Reviewers found the writing clear and accessible, even though the content was not specifically new. Writing in The Globe and Mail, political philosopher Will Kymlicka called it a "clear and accessible overview" though "none of this is particularly new". Similarly, Harold Heft in The Montreal Gazette called Homer-Dixon a "master compiler" of information covered in magazines such as The New Yorker or Harper's. In the Quill & Quire, the reviewer noted, "Although none of the stresses Homer-Dixon speaks about are news, it is very rare to have all of them so deftly assembled and correlated." In the Toronto Star, the reviewer wrote that there "wasn't much in the book that I hadn't read in similarly themed books and articles, but Homer-Dixon's sheer thoroughness and level-headed tone somehow shredded the veil of cognitive dissonance".

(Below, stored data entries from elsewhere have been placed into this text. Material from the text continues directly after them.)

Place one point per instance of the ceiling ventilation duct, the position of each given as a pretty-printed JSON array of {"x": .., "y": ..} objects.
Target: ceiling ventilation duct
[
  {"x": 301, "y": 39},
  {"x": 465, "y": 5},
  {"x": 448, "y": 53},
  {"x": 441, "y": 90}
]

The book also received positive reviews, noting the quality of the writing, in Grist, The Ecologist, and Environment. Barbara Julian of the Victoria Times Colonist also addresses the issue of the seeming dearth of solutions in the book and rounds out the argument when she writes in her review: "Every resident of the planet should be capable of joining the discussion about remedies. Thomas Homer-Dixon does his part in providing entry points for readers who are interested, in the form of research sources and websites to consult and to communicate through, including his own." Providing a summary, John Ikenberry wrote in Foreign Affairs: "Homer-Dixon offers a striking vision of how to confront the world of risk and uncertainty, calling for 'resilience-enhancing' strategies that protect food—and energy—supply networks and that can better cope with surprise."

Several reviewers identified the book's ending as its weakness. Kymlicka wrote that "his discussion of what we should do in response to these challenges...[is] disappointing". Heft wrote that the book's weakness was in guessing what Heft called "fictional doomsday scenario[s]" because there are ultimately "an infinite number of possible destinies".